A agência de viajantes do tempo, um enorme escritório de burocracia cósmica. |
Esteticamente, a série tem alguns elementos steampunk, como a agência de viajantes do tempo que usa máquinas de datilografar e envia recados naquelas cápsulas de tubo de vácuo. Há toda uma mistura de ficção científica e fantasia e personagens bizarros.
Temos, por exemplo, um chimpanzé falante, um cara que consegue se comunicar com os mortos, outro que tem tentáculos enormes, outro que tem um corpo de gorila e viveu na lua, a babá das crianças superdotadas é uma robô com um visual de dona de casa dos anos 50 e tem uma dupla de viajantes do tempo assassinos de aluguel que parecem os Men in Black numa versão psicopata.
A estrela do elenco é a Ellen Page, que já é uma veterana conhecida no cinema, mas a meu ver a atuação dela foi a menos carismática. O restante do elenco principal é formado na maioria por atores novatos ou pouco conhecidos, mas que fizeram um excelente trabalho. Destaco o Aidan Gallagher, um ator adolescente que interpretou o Number Five, um idoso em corpo de criança com uma inteligência, frieza e perspicácia fora do normal. Também Robert Sheehan, que interpretou o histriônico e vida louca Klaus, deu bastante carisma ao papel.
O Number Five é de longe meu personagem preferido. Possui uma história bem rica. Tendo a habilidade de saltar no espaço e no tempo (aliás, a habilidade mais poderosa do grupo, depois, claro, da Vanya que pode literalmente destruir o planeta), acidentalmente viaja para um futuro em que o mundo foi destruído e passa décadas vagando sozinho na Terra até ser recrutado por uma agência misteriosa de viajantes do tempo e se torna assassino de aluguel matando pessoas determinadas pela agência a fim de evitar desvios no curso da história.
Number Five e sua "esposa" Delores. |
Enfim ele deserta da agência e consegue voltar para seus irmãos, mas agora ele tem um corpo de adolescente e uma mente de idoso que já passou por muita coisa, inclusive teve um "relacionamento" com uma boneca de loja durante seu tempo isolado na era apocalíptica, Delores.
I understood that reference. |
No episódio 9 da segunda temporada tem uma interessante cena em que o Five em corpo de criança encontra sua versão ainda idosa de outra linha do tempo, então os dois saem na porrada, o que mostra um pouco da psiquê do personagem, como ele odeia a si mesmo, o que explica seu comportamento sempre amargo.

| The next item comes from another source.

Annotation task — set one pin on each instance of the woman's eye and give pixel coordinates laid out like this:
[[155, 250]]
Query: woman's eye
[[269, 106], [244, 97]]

Esta cena, aliás, é inteligentemente montada. Vemos os dois lutando no fundo do cenário com a lente desfocada, o que pode ter sido feito devido ao fato de que se trata de uma criança batendo em um idoso e igualmente um idoso batendo em uma criança. Apesar de ser a mesma pessoa literalmente batendo em si mesma, o gap de idade torna a situação um tanto ofensiva ou não family friendly, daí o uso do desfoque na câmera.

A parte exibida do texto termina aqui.